Глава 25. В ДЕРЕВЕНСКОЙ ГЛУШИ

   С той памятной бурной ночи Джоан Карстон больше не встречалась с питомцем миссис Корнфорд. Она сознательно не посещала свою приятельницу, и вскоре воспоминания о ночной встрече перестали ее тревожить.
   Лишь однажды, проснувшись среди ночи она вспомнила об этом неприятном свидании, а на следующий день Джемс Морлек обратил внимание на ее удрученный вид и решил, что она плакала.
   В день ее последнего посещения Старого Дома к ней в комнату вошла горничная с докладом:
   — Вас желает видеть миссис Корнфорд.
   Джоан побледнела.
   — Ты большая трусиха, — сказала она себе вслух, забыв о служанке.
   — Вам что-нибудь угодно? — спросила удивленная горничная.
   — Нет, я сейчас сойду вниз.
   Джоан была очень озабочена неожиданным появлением гостьи.
   — Я услышала о вашем приезде. Не согласится ли лорд Крейз сдать мне этот домик?
   — Это все? — облегченно вздохнув, обрадовалась Джоан. — Разумеется, мы сдадим вам его. Надолго вы хотите поселиться в Крейзе?
   Миссис Корнфорд колебалась.
   — Мистеру Фаррингтону пошло впрок пребывание здесь, и он не прочь пожить подольше.
   — Мистер Фаррингтон? — переспросила девушка, и голос ее задрожал. — Это ваш питомец, молодой человек, страдающий алкоголизмом? Откуда он прибыл?

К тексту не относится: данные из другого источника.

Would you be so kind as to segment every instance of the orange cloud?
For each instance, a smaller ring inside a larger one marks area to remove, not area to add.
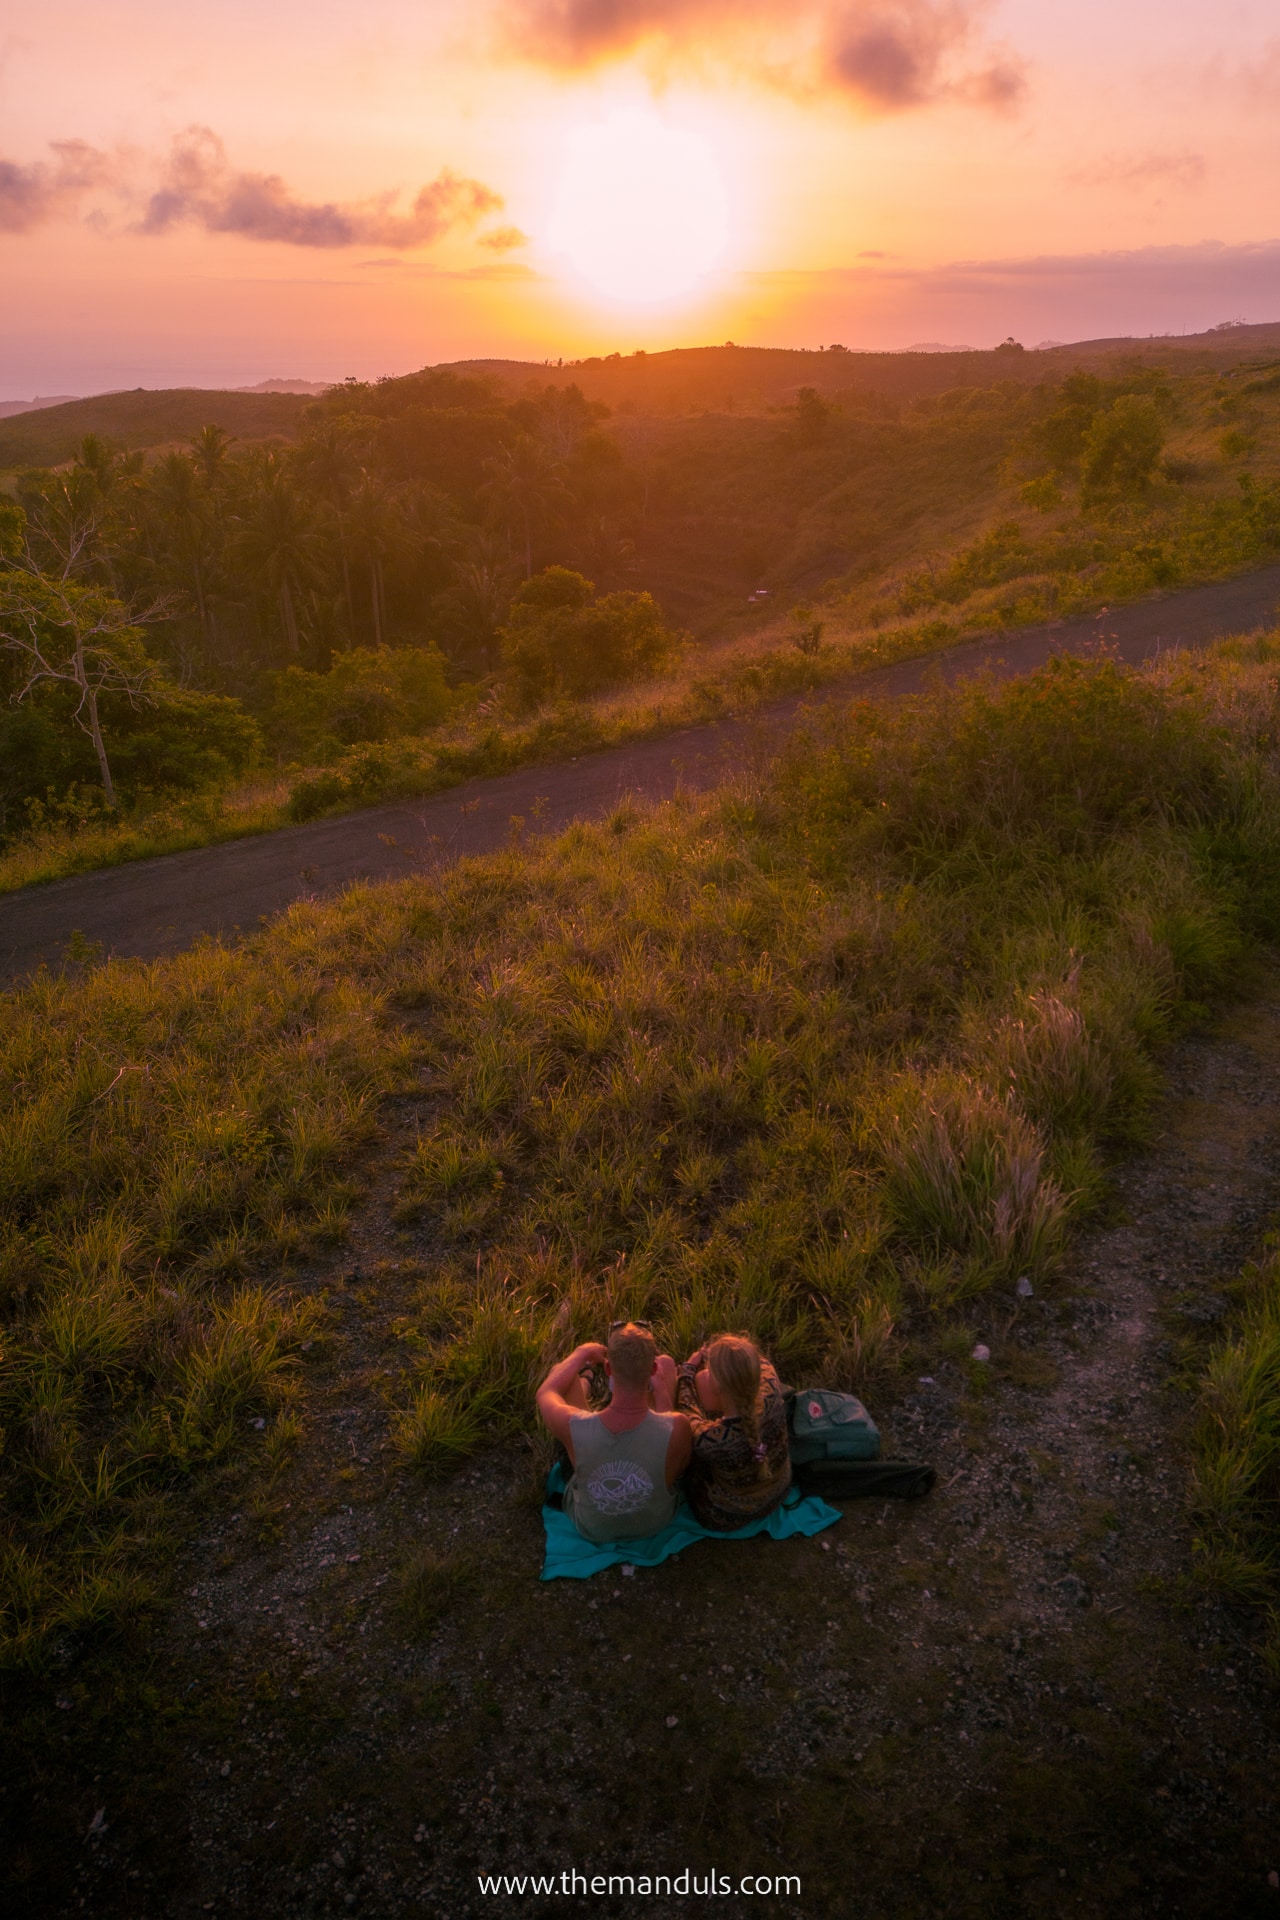
[[[139,233],[191,222],[209,233],[239,233],[290,247],[419,247],[451,227],[470,226],[501,207],[478,180],[447,170],[420,189],[412,207],[395,193],[342,205],[300,200],[278,173],[238,173],[208,127],[188,127],[173,143],[164,185],[151,195]]]
[[[490,247],[494,253],[510,253],[515,247],[527,247],[529,236],[519,227],[490,227],[476,239],[478,247]]]
[[[0,160],[0,231],[27,233],[50,220],[73,218],[87,194],[106,189],[134,207],[141,198],[134,233],[190,225],[290,247],[404,250],[472,227],[502,207],[491,187],[448,168],[421,187],[408,207],[398,205],[395,191],[357,201],[304,200],[278,173],[234,168],[209,127],[188,127],[178,135],[160,164],[161,184],[150,190],[139,184],[139,171],[148,169],[140,169],[134,156],[108,155],[83,140],[55,141],[52,151],[52,162]],[[523,244],[523,236],[511,237],[515,233],[500,228],[485,244],[499,250]]]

   — Я не знаю. Он жил где-то на западном побережье Африки. Его родные отправили его в колонии, так как пребывание его в Англии стало невыносимым. Еще мальчиком его исключили из школы за безобразное поведение и глупые проделки.

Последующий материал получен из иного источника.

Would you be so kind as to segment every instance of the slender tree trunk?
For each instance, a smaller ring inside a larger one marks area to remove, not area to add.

   — Он вам сказал, почему ему пришлось уехать?
   Затаив дыхание, Джоан ждала ответа.
   — Нет. Он лишь сказал, что натворил что-то дурное. В Африке он пристрастился к спиртному. Затем снова возвратился в Англию. Его отец умер и оставил ему ежегодную ренту. Вы не хотели бы поглядеть на него?
   — Нет!
   Этот отказ прозвучал так резко, что Джоан на мгновение испугалась, не задела ли она чувства миссис Корнфорд.
   — Нет, мне бы не хотелось видеть его — мои нервы немного расшатались из-за всех происшествий последнего времени, и я предпочитаю избегать лишних волнений.

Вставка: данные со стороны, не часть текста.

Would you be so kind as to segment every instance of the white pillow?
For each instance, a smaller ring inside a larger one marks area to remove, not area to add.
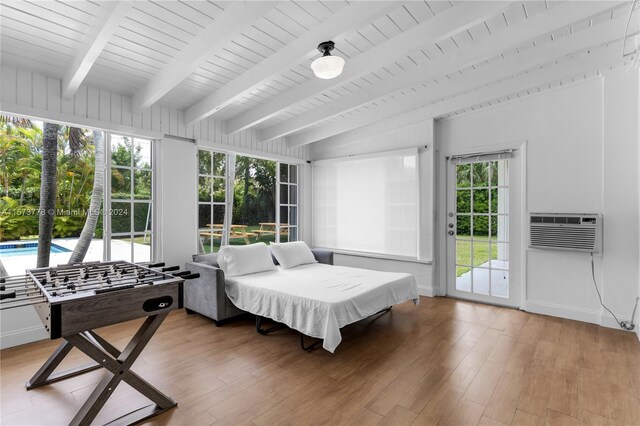
[[[269,247],[265,243],[248,246],[224,246],[218,252],[220,269],[227,277],[275,271]]]
[[[280,266],[284,269],[318,262],[304,241],[280,244],[271,243],[269,244],[269,248]]]

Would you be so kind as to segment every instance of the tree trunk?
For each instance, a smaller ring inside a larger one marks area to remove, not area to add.
[[[247,161],[247,167],[244,169],[244,195],[242,197],[242,222],[245,225],[249,224],[247,199],[249,198],[249,179],[251,178],[251,170],[249,169],[250,163]]]
[[[71,187],[69,188],[69,202],[67,203],[67,208],[71,210],[71,200],[73,199],[73,184],[75,183],[76,175],[75,173],[71,176]]]
[[[42,176],[40,186],[40,222],[37,267],[49,266],[53,219],[56,215],[58,131],[60,125],[44,123],[42,139]]]
[[[93,172],[93,192],[91,193],[91,203],[87,220],[78,238],[78,243],[71,253],[69,263],[79,263],[84,260],[84,256],[89,250],[89,245],[96,231],[96,225],[100,218],[100,206],[102,205],[102,194],[104,193],[104,133],[93,132],[93,144],[96,148],[95,170]]]

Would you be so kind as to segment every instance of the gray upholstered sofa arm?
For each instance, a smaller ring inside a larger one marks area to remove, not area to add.
[[[222,321],[243,311],[236,308],[224,289],[224,273],[221,269],[204,263],[187,262],[185,269],[199,273],[200,278],[185,282],[184,307],[216,321]]]
[[[333,252],[331,250],[311,249],[311,252],[319,263],[333,265]]]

   — Вы имеете в виду происшествие с мистером Морлеком? Как это ужасно! Мне рассказывали, что его покинули все слуги. Я даже хотела пойти проведать его. Мистер Фаррингтон рассказал мне о своей встрече с Морлеком в день приезда.
   — Я знаю, — отозвалась Джоан и поспешила добавить: — мне говорили об этом.
   После ухода неожиданной посетительницы Джоан погрузилась в раздумье. Ей стало ясно — следует немедленно ехать в Лондон. Правда, это сопряжено для Морлека с опасностью просидеть несколько дней на хлебе и воде.
 
   В селе неожиданно появились два новых лица. Джоан узнала об этом прежде, чем людская молва донесла эту весть до Крейзов.
   Двое молодых коммерсантов решили провести свой отпуск на лоне природы. Здоровые и жизнерадостные люди, они производили впечатление располагавших временем в избытке и не знавших чем заняться весельчаков.
   Явившись в половине десятого в Старый Дом, Джоан сообщила эту новость Морлеку.
   Джемс кивнул:
   — Это сержант Финниган и детектив Спунер из Скотленд-Ярда. Я видел, как они прибыли сюда — их привезли со станции в автомобиле, принадлежащем местному полицейскому управлению.
   Ее удивило это объяснение, но он рассмеялся и поспешил рассеять ее опасения.
   — Неужели вы вообразили, что полиция оставит меня в покое? Уэллинг послал их ознакомиться с моими привычками и укладом жизни. Они проживут здесь не меньше недели — я уже подумываю, следует ли мне при случае угостить их хорошим ужином?
   Она ничего не ответила и поспешила перевести разговор на другую тему.
   — Я больше к вам не приду. Мне кажется, вы теперь можете снова нанять прислугу. Вчера в селе я видела Кливера и мне стало очень жаль, что он потерял хорошее место.
   — Да, он потерял свое место навсегда, — с горечью ответил Джемс. — Он единственный из моих бывших слуг, которого я не хочу снова принимать на службу.
   — Но если он сам попросится к вам, вы, однако, могли бы со спокойной совестью удовлетворить его просьбу. Велите ему прийти к вам…
   — Если вы этого хотите…
   — Вы не должны говорить, что готовы это сделать ради меня. Просто я считаю, что вам не следует ссориться со своими слугами, так же как не следовало ссориться и разорять беднягу Кольтера.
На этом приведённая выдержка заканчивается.